Bio::Parser::FileParser v1.18
Bio::Parser::FileParser - Parent class for ::FileParser
use Bio::Parser::FileParser;
use vars qw( @ISA );
@ISA = qw( Bio::Parser::FileParser );
This module is not designed for use by end users. It is a base class
that should be extended by FileParser subclasses under the BioParser
hierachy. If you are implementing a set of Parser:: modules for a new
data source, your FileParser.pm module should inherit from this module
via @ISA. Unless you are a BioParser developer, the only part of this
document that is probably relevant is the documentation for the public
methods that are inherited by subclasses.
These methods are inherited by all subclasses and should not be
overloaded by subclasses without a good reason reason.
new()
BioParser users should never need to invoke this method but BioParser
developers are required to invoke it via SUPER::new() in any new
FileParser modules that they create. It in turn invokes the new()
constructor from the base Bio::Parser module.
object_mode()
$fileparser->object_mode(1);
The value of object_mode() changes the behaviour of the
next_record()
method. A call to next_record() normally returns a text scalar
containing the current record but if object_mode() is set to true, then
the text record is parsed and a Bio::Parser::XXX::Record object is
returned. This method takes a single value that evaluates to true or
false - by convention 0, and 1 are used. Setting object_mode() to
false causes next_record() to revert to its default behaviour and
return the record as a text scalar.
parser()
Store a reference to the RDParser.pm module being used to parse records
into objects. A single instance of this module is used as a factory to
parse all records.
record_count()
Returns a scalar integer corresponding to the number of records
returned so far for this file.
line_count()
Returns a scalar integer corresponding to the number of lines
read so far for this file.
record_text()
Returns the current record as a single text scalar. No parsing is done.
record_object()
This method uses the class of the invoking FileParser to guess the
classes of the matching RDParser and Record classes. If the FileParser
class does not already contain an RDParser instance, one is invoked and
used to parse the text returned by a call to record_text(). The
hashref returned by RDParser is then blessed into the appropriate Record
class and returned. If you are not using an RDParser to do the
text-to-object conversion then you'll probably have to provide code
to override this method in your FileParser module.

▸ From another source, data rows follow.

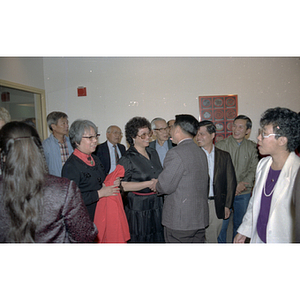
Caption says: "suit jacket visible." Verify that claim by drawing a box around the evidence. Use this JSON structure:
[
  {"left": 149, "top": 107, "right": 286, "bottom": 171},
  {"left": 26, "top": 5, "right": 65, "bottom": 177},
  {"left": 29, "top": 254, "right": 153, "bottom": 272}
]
[
  {"left": 213, "top": 147, "right": 237, "bottom": 219},
  {"left": 149, "top": 139, "right": 173, "bottom": 150},
  {"left": 292, "top": 169, "right": 300, "bottom": 243},
  {"left": 237, "top": 152, "right": 300, "bottom": 243},
  {"left": 95, "top": 141, "right": 126, "bottom": 174},
  {"left": 156, "top": 139, "right": 208, "bottom": 230}
]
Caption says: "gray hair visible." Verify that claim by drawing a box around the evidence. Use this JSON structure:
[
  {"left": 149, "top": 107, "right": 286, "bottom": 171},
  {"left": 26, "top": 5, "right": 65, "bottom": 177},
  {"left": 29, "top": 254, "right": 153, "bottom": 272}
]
[
  {"left": 151, "top": 117, "right": 167, "bottom": 130},
  {"left": 69, "top": 119, "right": 98, "bottom": 149},
  {"left": 47, "top": 111, "right": 68, "bottom": 131},
  {"left": 0, "top": 107, "right": 11, "bottom": 124},
  {"left": 106, "top": 125, "right": 119, "bottom": 133}
]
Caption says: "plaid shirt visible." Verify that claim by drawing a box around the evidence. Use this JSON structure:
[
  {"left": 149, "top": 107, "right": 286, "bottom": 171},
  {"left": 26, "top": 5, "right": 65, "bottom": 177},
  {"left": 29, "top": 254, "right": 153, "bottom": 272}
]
[{"left": 58, "top": 138, "right": 69, "bottom": 165}]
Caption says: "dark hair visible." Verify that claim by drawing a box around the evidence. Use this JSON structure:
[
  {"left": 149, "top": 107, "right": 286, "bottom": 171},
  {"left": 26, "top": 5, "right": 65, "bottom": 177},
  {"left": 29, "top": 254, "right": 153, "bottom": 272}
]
[
  {"left": 260, "top": 107, "right": 300, "bottom": 152},
  {"left": 174, "top": 115, "right": 199, "bottom": 137},
  {"left": 69, "top": 119, "right": 98, "bottom": 149},
  {"left": 233, "top": 115, "right": 252, "bottom": 129},
  {"left": 125, "top": 117, "right": 151, "bottom": 146},
  {"left": 47, "top": 111, "right": 68, "bottom": 131},
  {"left": 0, "top": 122, "right": 47, "bottom": 243},
  {"left": 199, "top": 120, "right": 217, "bottom": 134}
]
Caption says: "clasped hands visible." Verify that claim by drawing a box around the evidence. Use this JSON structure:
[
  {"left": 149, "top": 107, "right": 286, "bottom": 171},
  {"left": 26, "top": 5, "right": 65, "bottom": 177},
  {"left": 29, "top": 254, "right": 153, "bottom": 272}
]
[{"left": 149, "top": 178, "right": 157, "bottom": 193}]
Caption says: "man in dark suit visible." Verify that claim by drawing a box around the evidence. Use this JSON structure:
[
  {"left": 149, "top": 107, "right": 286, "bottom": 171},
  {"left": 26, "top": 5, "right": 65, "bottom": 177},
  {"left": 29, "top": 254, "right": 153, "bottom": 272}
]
[
  {"left": 156, "top": 115, "right": 208, "bottom": 243},
  {"left": 95, "top": 125, "right": 126, "bottom": 174},
  {"left": 195, "top": 120, "right": 237, "bottom": 243},
  {"left": 149, "top": 118, "right": 173, "bottom": 166}
]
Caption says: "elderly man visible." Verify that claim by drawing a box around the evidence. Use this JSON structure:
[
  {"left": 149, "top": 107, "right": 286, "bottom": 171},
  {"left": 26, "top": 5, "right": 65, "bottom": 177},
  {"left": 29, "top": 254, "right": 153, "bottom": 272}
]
[
  {"left": 195, "top": 120, "right": 236, "bottom": 243},
  {"left": 216, "top": 115, "right": 258, "bottom": 243},
  {"left": 43, "top": 111, "right": 73, "bottom": 177},
  {"left": 155, "top": 115, "right": 208, "bottom": 243},
  {"left": 95, "top": 125, "right": 126, "bottom": 174},
  {"left": 149, "top": 118, "right": 173, "bottom": 166}
]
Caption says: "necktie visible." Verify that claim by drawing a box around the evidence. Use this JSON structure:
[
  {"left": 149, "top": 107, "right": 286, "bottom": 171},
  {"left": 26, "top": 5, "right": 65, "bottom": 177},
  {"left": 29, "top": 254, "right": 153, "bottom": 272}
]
[{"left": 113, "top": 145, "right": 120, "bottom": 164}]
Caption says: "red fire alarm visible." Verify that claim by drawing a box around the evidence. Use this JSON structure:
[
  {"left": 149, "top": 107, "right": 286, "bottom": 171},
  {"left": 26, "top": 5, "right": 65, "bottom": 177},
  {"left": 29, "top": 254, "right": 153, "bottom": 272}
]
[
  {"left": 77, "top": 86, "right": 86, "bottom": 97},
  {"left": 1, "top": 92, "right": 10, "bottom": 102}
]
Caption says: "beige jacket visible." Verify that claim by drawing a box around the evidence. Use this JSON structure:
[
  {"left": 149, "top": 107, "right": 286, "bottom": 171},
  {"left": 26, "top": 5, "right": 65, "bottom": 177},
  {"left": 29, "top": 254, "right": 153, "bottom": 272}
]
[{"left": 237, "top": 152, "right": 300, "bottom": 243}]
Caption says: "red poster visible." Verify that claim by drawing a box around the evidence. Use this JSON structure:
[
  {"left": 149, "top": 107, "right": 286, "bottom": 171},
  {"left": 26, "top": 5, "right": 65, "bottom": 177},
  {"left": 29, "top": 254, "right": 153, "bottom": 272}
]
[{"left": 199, "top": 95, "right": 238, "bottom": 142}]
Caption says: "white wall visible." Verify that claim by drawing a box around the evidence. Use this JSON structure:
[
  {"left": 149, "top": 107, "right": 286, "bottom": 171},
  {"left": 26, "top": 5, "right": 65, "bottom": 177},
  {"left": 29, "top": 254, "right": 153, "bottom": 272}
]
[
  {"left": 0, "top": 57, "right": 45, "bottom": 90},
  {"left": 44, "top": 57, "right": 300, "bottom": 143}
]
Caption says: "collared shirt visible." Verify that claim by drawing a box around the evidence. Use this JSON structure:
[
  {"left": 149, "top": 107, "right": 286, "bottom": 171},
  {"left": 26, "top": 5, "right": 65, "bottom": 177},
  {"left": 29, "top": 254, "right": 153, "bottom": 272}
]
[
  {"left": 58, "top": 137, "right": 69, "bottom": 166},
  {"left": 107, "top": 140, "right": 122, "bottom": 174},
  {"left": 202, "top": 145, "right": 215, "bottom": 197},
  {"left": 43, "top": 133, "right": 73, "bottom": 177},
  {"left": 155, "top": 140, "right": 169, "bottom": 166}
]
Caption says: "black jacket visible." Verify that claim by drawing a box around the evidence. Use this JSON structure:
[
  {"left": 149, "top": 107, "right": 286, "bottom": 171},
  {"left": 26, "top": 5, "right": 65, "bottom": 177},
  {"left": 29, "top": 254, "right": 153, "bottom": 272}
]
[
  {"left": 95, "top": 141, "right": 126, "bottom": 174},
  {"left": 213, "top": 147, "right": 237, "bottom": 219}
]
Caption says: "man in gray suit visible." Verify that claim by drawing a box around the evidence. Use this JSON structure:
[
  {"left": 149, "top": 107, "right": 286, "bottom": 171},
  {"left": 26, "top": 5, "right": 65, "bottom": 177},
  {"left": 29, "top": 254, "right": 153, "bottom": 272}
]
[{"left": 156, "top": 115, "right": 209, "bottom": 243}]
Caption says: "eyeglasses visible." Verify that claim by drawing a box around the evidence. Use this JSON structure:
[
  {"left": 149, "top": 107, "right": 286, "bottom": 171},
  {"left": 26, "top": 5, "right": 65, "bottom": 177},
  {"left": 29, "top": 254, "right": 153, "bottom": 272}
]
[
  {"left": 258, "top": 129, "right": 280, "bottom": 139},
  {"left": 154, "top": 126, "right": 169, "bottom": 132},
  {"left": 137, "top": 131, "right": 152, "bottom": 140},
  {"left": 82, "top": 133, "right": 100, "bottom": 141}
]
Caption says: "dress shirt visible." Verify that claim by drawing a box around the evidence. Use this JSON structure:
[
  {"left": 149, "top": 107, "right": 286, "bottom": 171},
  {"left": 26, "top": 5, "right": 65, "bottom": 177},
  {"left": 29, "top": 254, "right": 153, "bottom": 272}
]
[
  {"left": 202, "top": 145, "right": 215, "bottom": 197},
  {"left": 155, "top": 140, "right": 169, "bottom": 166},
  {"left": 107, "top": 140, "right": 122, "bottom": 174}
]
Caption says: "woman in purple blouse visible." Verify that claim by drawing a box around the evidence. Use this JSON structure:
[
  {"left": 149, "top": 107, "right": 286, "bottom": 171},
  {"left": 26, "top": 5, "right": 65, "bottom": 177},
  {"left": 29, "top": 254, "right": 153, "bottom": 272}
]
[{"left": 234, "top": 107, "right": 300, "bottom": 243}]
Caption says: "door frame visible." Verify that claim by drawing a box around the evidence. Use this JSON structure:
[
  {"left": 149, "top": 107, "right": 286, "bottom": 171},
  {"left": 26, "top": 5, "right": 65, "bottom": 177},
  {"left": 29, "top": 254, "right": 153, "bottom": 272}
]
[{"left": 0, "top": 79, "right": 48, "bottom": 140}]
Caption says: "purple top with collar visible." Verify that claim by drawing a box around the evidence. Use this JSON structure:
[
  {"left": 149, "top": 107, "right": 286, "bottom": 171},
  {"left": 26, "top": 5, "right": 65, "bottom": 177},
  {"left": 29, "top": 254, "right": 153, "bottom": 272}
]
[{"left": 256, "top": 167, "right": 281, "bottom": 243}]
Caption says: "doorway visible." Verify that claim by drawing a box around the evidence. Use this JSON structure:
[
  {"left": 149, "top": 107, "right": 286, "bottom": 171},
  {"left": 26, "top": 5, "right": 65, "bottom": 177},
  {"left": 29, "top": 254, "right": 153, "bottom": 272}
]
[{"left": 0, "top": 80, "right": 48, "bottom": 140}]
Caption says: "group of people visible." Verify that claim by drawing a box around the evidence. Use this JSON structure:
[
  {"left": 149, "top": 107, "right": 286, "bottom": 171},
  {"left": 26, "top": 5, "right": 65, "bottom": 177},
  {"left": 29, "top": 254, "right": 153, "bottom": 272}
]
[{"left": 0, "top": 107, "right": 300, "bottom": 243}]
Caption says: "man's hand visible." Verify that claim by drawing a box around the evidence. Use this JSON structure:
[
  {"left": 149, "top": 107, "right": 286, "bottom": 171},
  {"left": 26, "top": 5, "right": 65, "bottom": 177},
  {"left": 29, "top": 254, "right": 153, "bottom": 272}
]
[
  {"left": 233, "top": 233, "right": 247, "bottom": 244},
  {"left": 235, "top": 181, "right": 249, "bottom": 196}
]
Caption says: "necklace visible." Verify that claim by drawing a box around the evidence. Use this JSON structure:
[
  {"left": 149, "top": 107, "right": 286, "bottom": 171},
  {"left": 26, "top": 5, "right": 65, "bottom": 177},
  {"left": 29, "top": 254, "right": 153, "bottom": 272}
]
[
  {"left": 87, "top": 156, "right": 94, "bottom": 165},
  {"left": 264, "top": 183, "right": 276, "bottom": 197},
  {"left": 263, "top": 167, "right": 281, "bottom": 197}
]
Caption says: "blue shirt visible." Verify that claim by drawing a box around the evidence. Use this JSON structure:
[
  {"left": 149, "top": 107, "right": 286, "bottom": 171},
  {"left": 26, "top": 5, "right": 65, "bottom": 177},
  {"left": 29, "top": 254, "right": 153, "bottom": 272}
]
[
  {"left": 107, "top": 140, "right": 122, "bottom": 174},
  {"left": 155, "top": 140, "right": 169, "bottom": 166},
  {"left": 201, "top": 146, "right": 215, "bottom": 197}
]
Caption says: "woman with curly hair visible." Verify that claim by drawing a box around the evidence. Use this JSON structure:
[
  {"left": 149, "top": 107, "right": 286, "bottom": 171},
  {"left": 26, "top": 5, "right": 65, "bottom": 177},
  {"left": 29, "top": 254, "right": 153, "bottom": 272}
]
[
  {"left": 0, "top": 122, "right": 97, "bottom": 243},
  {"left": 234, "top": 107, "right": 300, "bottom": 243},
  {"left": 119, "top": 117, "right": 164, "bottom": 243}
]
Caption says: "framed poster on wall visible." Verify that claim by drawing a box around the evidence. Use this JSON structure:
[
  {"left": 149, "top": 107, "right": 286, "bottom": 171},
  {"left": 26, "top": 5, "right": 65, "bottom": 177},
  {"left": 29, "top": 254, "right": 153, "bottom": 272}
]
[{"left": 199, "top": 95, "right": 238, "bottom": 142}]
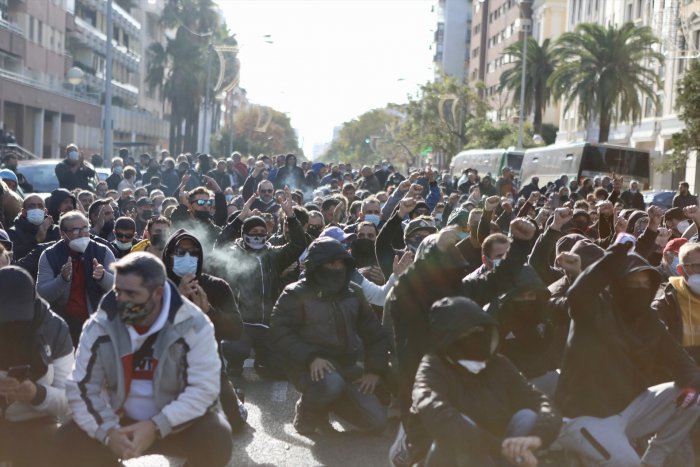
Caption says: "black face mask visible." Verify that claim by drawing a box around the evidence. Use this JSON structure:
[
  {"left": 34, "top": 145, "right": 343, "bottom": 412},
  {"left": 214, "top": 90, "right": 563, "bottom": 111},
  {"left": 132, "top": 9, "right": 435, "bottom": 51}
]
[
  {"left": 307, "top": 225, "right": 323, "bottom": 238},
  {"left": 314, "top": 266, "right": 348, "bottom": 295},
  {"left": 102, "top": 221, "right": 114, "bottom": 235},
  {"left": 194, "top": 211, "right": 211, "bottom": 221},
  {"left": 151, "top": 233, "right": 165, "bottom": 250}
]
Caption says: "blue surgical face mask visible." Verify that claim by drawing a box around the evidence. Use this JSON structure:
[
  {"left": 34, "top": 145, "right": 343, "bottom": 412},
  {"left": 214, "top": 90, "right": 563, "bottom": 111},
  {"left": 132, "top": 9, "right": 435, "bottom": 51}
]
[
  {"left": 365, "top": 214, "right": 382, "bottom": 226},
  {"left": 668, "top": 256, "right": 680, "bottom": 277},
  {"left": 173, "top": 253, "right": 199, "bottom": 277}
]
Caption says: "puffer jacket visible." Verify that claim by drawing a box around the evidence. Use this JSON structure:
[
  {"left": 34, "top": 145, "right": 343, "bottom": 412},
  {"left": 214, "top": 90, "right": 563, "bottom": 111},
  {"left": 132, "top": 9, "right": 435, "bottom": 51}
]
[
  {"left": 555, "top": 244, "right": 700, "bottom": 418},
  {"left": 0, "top": 299, "right": 74, "bottom": 422},
  {"left": 212, "top": 218, "right": 306, "bottom": 325},
  {"left": 66, "top": 282, "right": 221, "bottom": 443},
  {"left": 271, "top": 238, "right": 389, "bottom": 382},
  {"left": 410, "top": 298, "right": 561, "bottom": 462},
  {"left": 486, "top": 266, "right": 558, "bottom": 379}
]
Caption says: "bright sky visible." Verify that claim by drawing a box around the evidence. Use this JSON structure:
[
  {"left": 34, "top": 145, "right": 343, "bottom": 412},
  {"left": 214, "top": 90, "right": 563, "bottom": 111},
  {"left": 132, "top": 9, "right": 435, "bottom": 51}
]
[{"left": 218, "top": 0, "right": 437, "bottom": 157}]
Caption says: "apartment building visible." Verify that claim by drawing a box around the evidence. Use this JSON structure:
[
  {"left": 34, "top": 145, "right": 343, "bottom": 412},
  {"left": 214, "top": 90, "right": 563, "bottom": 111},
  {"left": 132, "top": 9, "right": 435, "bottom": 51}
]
[
  {"left": 469, "top": 0, "right": 532, "bottom": 120},
  {"left": 557, "top": 0, "right": 700, "bottom": 192},
  {"left": 0, "top": 0, "right": 168, "bottom": 157},
  {"left": 433, "top": 0, "right": 472, "bottom": 82}
]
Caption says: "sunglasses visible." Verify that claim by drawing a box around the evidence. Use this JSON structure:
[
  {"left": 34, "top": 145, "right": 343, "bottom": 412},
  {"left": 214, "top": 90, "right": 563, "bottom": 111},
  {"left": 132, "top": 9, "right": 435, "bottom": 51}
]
[{"left": 173, "top": 247, "right": 201, "bottom": 256}]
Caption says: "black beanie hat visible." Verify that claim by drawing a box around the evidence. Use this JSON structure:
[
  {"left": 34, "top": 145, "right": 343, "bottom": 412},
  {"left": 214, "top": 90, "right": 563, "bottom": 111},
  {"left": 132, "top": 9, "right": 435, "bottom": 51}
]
[{"left": 241, "top": 216, "right": 267, "bottom": 234}]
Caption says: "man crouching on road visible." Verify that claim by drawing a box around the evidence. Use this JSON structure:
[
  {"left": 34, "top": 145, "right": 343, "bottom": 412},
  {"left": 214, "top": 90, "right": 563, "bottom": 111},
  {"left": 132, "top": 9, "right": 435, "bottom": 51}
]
[{"left": 56, "top": 252, "right": 232, "bottom": 467}]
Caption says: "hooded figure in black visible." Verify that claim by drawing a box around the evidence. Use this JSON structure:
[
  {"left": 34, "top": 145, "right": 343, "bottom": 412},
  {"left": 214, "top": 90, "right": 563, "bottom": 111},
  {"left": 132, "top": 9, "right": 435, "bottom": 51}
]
[
  {"left": 271, "top": 237, "right": 389, "bottom": 434},
  {"left": 556, "top": 243, "right": 700, "bottom": 466},
  {"left": 486, "top": 266, "right": 558, "bottom": 395},
  {"left": 275, "top": 154, "right": 306, "bottom": 190},
  {"left": 163, "top": 229, "right": 246, "bottom": 430},
  {"left": 410, "top": 297, "right": 561, "bottom": 467}
]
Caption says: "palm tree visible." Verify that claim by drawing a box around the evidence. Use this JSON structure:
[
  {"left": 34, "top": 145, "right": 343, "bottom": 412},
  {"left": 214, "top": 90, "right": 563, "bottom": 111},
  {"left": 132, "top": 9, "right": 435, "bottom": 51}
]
[
  {"left": 549, "top": 23, "right": 663, "bottom": 143},
  {"left": 499, "top": 37, "right": 557, "bottom": 134}
]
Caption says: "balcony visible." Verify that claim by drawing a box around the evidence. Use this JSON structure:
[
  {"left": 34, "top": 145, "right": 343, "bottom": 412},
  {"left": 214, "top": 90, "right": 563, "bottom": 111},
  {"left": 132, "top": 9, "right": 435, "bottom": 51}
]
[
  {"left": 0, "top": 19, "right": 27, "bottom": 57},
  {"left": 73, "top": 17, "right": 141, "bottom": 73}
]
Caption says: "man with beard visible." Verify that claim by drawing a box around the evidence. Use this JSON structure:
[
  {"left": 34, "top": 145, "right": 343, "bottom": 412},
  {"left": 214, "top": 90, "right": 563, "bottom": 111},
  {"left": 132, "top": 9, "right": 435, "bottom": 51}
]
[
  {"left": 7, "top": 195, "right": 61, "bottom": 260},
  {"left": 54, "top": 253, "right": 232, "bottom": 467},
  {"left": 271, "top": 238, "right": 390, "bottom": 435},
  {"left": 55, "top": 144, "right": 95, "bottom": 190},
  {"left": 36, "top": 211, "right": 114, "bottom": 344},
  {"left": 0, "top": 266, "right": 73, "bottom": 467},
  {"left": 241, "top": 161, "right": 280, "bottom": 214}
]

Some of these methods may be optionally implemented by subclasses while
others are compulsory. If any unimplemented methods are called, the
stub methods in this class will be called. For optional methods, the
stub methods print out a warning and returns undef. For compulsory
methods, the stub methods print out a warning and dies.
next_record()
This method must be implemented by all Bio::Parser::FileParser
subclasses.
When called, this method should read a full record from the text file,
calling the _incr_line_count() and _incr_record_count() methods as
required. It should place the record text into the FileParser object
with a call to record_text(). If it is possible to get the current
record ID from the text object, then this parameter should also be set
with a call to this_id(). For example implementations, see
Bio::Parser::OMIM::FileParser and
Bio::Parser::LocusLink::FileParser.
next_id()
this_id()
These two methods are optional but useful. They usually have to be
implemented by doing a regex on the text record since the parsed record
is not necessarily available. These methods should only be implemented
if it's easy to extract the IDs of the current and next records without
doing the recursive descent parse.
The follwing 2 utility methods are not designed to be used in an
object-oriented fashion.
text_file_os()
my $fh = IO::File->new( 'data_file.txt', 'r' );
my $os = text_file_os( $fh );
This routines takes as input an open filehandle and returns a string
representing the operating system of the file. The string returned is
one of 'win', 'unix', 'mac', or 'unknown'.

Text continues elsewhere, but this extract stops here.